Before we go digging things out by the roots and casting about for replacements, methinks, maybe we should see what a radical pruning might accomplish. Maybe, as with my crape myrtles and roses, the deep, well-established roots would pour robust energy into growth that is both new  and true to type.

But the pruning may have to be truly radical--equivalent to chainsawing the thick crape myrtle trunks.

Prudence and Patience,
Hope and Despair,
And little Hog Island,
Way over there.
 
My friend told me the story--possibly apocryphal--that he had learned about that rhyme. It seems an early resident had named the islands after his own offspring.
To his first child, a daughter, he gave the solid Puritan name of Prudence, and named an island for her.
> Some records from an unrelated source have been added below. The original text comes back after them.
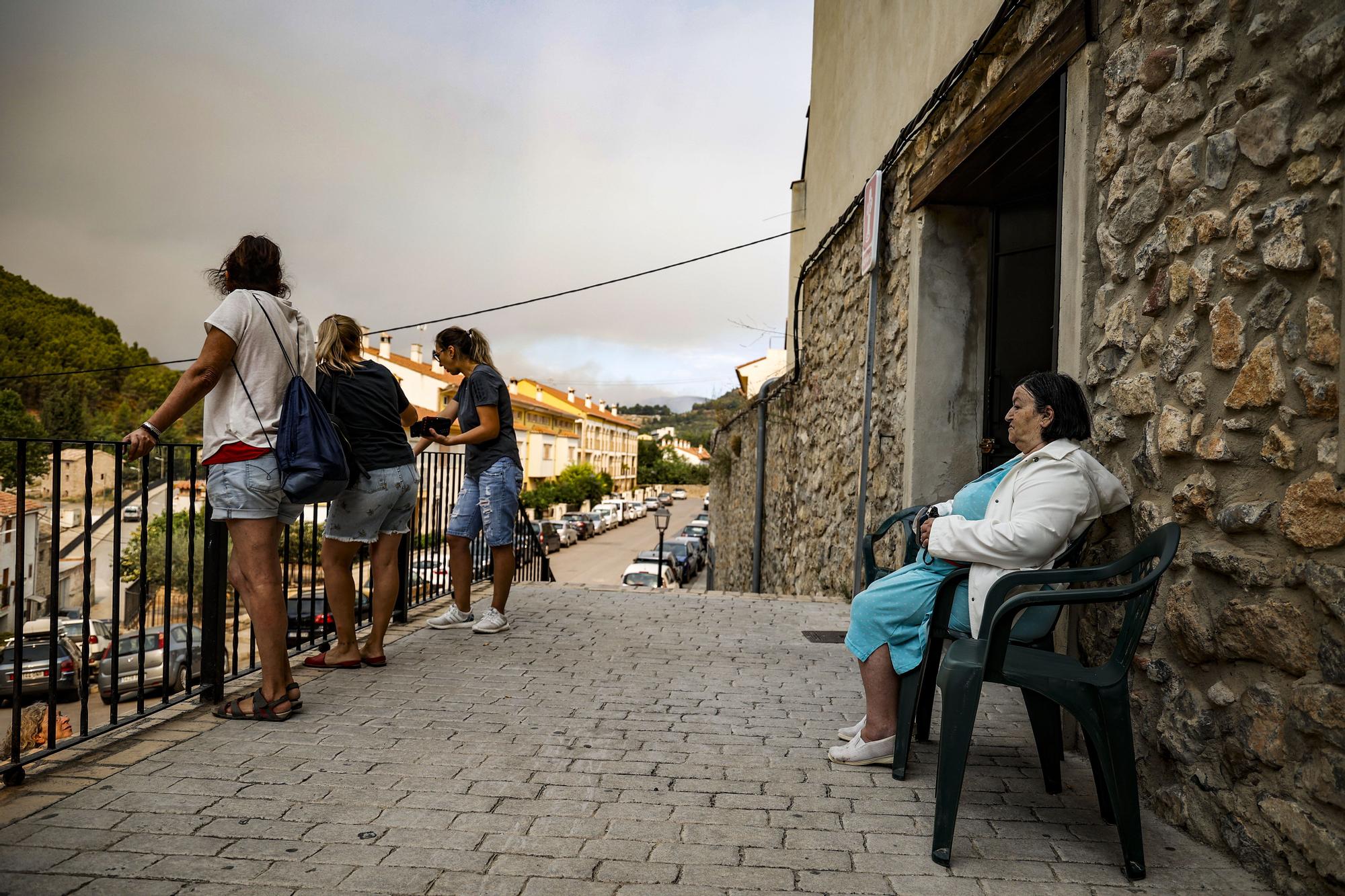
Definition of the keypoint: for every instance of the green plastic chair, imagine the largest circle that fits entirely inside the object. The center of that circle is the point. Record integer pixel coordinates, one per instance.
(1097, 697)
(915, 694)
(1035, 628)
(872, 571)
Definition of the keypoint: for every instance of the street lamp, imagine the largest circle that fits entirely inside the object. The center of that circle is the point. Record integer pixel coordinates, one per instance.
(661, 522)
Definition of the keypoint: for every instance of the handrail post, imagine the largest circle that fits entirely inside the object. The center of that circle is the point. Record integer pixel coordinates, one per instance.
(401, 610)
(215, 589)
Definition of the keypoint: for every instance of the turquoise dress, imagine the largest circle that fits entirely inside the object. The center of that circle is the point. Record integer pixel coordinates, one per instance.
(896, 610)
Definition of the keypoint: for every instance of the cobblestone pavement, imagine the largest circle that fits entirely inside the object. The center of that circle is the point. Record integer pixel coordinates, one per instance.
(611, 743)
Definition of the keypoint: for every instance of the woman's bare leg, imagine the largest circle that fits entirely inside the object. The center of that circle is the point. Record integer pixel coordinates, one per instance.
(341, 596)
(880, 696)
(387, 580)
(255, 571)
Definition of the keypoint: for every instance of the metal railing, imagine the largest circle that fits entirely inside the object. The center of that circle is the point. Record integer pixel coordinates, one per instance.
(130, 576)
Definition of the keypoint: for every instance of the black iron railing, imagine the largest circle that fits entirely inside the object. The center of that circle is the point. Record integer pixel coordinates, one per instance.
(114, 581)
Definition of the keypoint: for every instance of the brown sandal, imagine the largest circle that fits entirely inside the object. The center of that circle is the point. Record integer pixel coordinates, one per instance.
(262, 710)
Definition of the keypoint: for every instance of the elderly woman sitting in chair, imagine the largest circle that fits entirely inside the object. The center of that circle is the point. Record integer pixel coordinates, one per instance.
(1020, 516)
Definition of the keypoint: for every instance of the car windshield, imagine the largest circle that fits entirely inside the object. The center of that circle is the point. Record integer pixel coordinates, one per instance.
(128, 645)
(32, 653)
His second child was also a daughter, and got another solid New England name, Patience--perhaps containing a hint of what the patriarch wanted.

When his third daughter was born, Hope became explicit in the name of both child and island.

But when the fourth child was also a daughter, Despair overcame his spirit.

And then there's little Hog Island, way over there--a break in the pattern, but still an island in Narragansett Bay. Discontinuity and continuity both, all at once.

Certainly in this time of climate change, both actual and metaphorical, we need prudence and patience and hope. Maybe we also need the right amount of despair as well, understood as a kind of creative letting go or giving up that allows room for something new to sprout. Little Hog Island, way over there.

I wonder what that will look like, in politics? in social structures and ways of relating? in church? in economic patterns?

Will it be, like my rose sprouts at first, like the risen Jesus, hard to recognize yet somehow familiar at the same time?

Let's keep peering intently at the base of the dead superstructures and see what we see.